If you have been living in Florida for over 2 years, the homestead exemption can be used as long as there is less than $189,050 in equity for each person filing. For example, if there are two married people filing a joint bankruptcy, then you can double the exemption amounts so that amount would be less than $371,100 in equity you would be allowed to protect. You can have unlimited equity in your home if you have owned it for 1215 days prior to filing your petition.

This includes another home if you have bought and sold another homestead property within those 1215 days. Typically, this is not an issue since the home equity is usually lower than the allowed statutory amount. If you have moved from another state in the last 2 years, we cannot use the Florida exemptions and would have to perform an analysis on which exemptions apply. Some states allow non-residents to use their exemptions. Other states will require non-residents to use federal exemptions. Most states would not allow you to exempt property in Florida after you have moved from another state.

You must also be residing in your home to be able to claim homestead exemption. The homestead exemption would not protect or apply to an investment property or a property where you are on the deed but are not living in the residence. There are exceptions if you are away from your home temporarily but have full intention of returning. Some examples are being away for medical treatment or being active duty in the military. As long as you intend to return to your home and you are not renting out the property, it can continue to be exempt as your homestead.

What is a Bankruptcy Conversion?

What is a Bankruptcy Conversion?

A “conversion” is when you change the bankruptcy chapter type after you file your original bankruptcy petition. For example, at the time you file your case, you are over the median threshold to file for a Chapter 7 bankruptcy, so you file a Chapter 13 case. Months or even years later, your income declines and you now meet the income threshold to file a Chapter 7. In that situation, you can convert your Chapter 13 case to a Chapter 7 case. It’s a moving target so if your situation changes, there are solutions to change your situation so you are not stuck staying in a Chapter 13 or being forced to have your case dismissed if you can no longer afford the Chapter 13 payment.

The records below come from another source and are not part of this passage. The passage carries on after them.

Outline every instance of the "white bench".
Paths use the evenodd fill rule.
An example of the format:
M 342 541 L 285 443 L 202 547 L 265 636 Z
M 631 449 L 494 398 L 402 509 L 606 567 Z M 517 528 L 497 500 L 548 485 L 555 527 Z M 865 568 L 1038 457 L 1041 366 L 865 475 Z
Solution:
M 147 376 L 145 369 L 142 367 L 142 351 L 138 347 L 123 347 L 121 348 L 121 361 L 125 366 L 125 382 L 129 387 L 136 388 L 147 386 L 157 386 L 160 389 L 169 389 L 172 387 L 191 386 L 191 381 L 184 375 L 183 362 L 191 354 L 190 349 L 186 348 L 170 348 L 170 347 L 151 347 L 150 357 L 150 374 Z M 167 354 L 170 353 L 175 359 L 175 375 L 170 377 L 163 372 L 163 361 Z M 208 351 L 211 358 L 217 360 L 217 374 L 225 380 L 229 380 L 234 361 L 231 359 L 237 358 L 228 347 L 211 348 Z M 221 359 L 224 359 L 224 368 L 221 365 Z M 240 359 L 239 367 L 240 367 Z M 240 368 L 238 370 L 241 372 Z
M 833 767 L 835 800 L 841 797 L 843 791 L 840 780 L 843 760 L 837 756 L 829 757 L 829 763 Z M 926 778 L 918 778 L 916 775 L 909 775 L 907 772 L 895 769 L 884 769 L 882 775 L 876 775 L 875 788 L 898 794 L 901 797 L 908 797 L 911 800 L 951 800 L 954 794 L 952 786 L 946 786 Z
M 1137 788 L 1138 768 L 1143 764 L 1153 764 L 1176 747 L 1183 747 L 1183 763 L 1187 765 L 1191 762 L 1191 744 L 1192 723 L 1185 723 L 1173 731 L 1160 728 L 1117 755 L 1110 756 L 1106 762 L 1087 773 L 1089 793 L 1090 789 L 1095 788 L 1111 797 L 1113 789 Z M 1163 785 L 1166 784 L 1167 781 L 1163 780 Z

Its uncommon to convert a Chapter 7 case to a Chapter 13 . That would be a rare instance if the trustee believes you did not file your Chapter 7 case in “good faith”. In order words, if the trustee’s office believes you have ability to repay your creditors by not reporting your income or expenses correctly. If you cannot pay the amount of your non-exempt assets in a Chapter 7, then you might need to convert to a Chapter 13 to have extended time to pay the trustee. That is why it is so important to have an attorney prepare your bankruptcy petition to ensure you don’t have an unexpected issue about not qualifying for the Chapter type your filing.